Everyone else at the table had clearly heard the punchline of this story before, and they were
grinning while they watched Mak for her response. She simply nodded for him to go on.

‘I did it for them,’ Bogey said, ‘and in exchange for furnishing their clubhouse with coffins, they tattooed me and gave me more drugs in that week than I have seen in my life since.’ Bogey looked to the table. ‘That’s all. That’s the story. Okay, someone else tell a story now…come on, guys.’
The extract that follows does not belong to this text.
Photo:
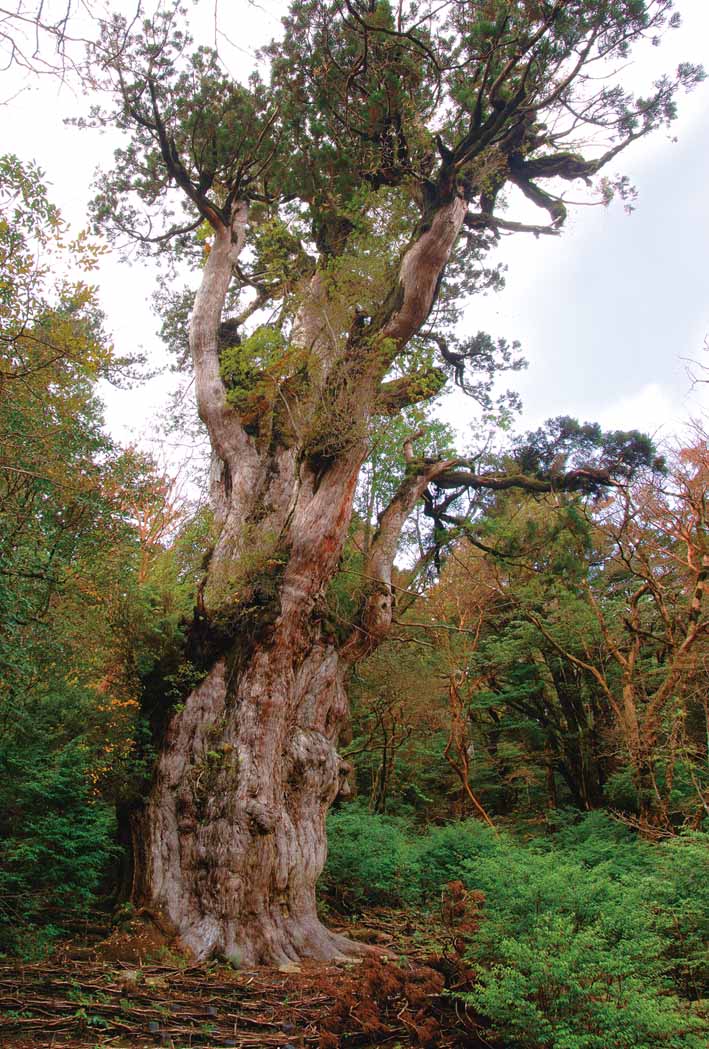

Mak was mesmerised. She wondered about the tattoos he might have. What would a gang like that brand someone with? A great big coffin, maybe? A skull and crossbones? Was Bogey a ‘MUM’ tattoo kind of a guy with a nice, big fat heart inked onto his bicep under those black T-shirt sleeves?

‘How long ago did all that happen?’ Mak asked him.

‘Oh, about ten years ago. Ages.’ Mak began the mental calculation and Bogey confirmed her guess. ‘I was about eighteen at the time,’ he said.

So Bogey was twenty-eight, only a year younger than her. For some reason he looked younger to Mak—perhaps compared to Andy’s hardened gaze. Drayson and Donkey were probably in their mid-twenties, and Maroon was the youngest at the table, Mak guessed. It was always impossible to guess Loulou’s age. She had the energy of a child, and her skin was always hidden under layers of carefully applied make-up. But Mak knew she was older than she let on—
Loulou had even rubbed out the birth date on her passport.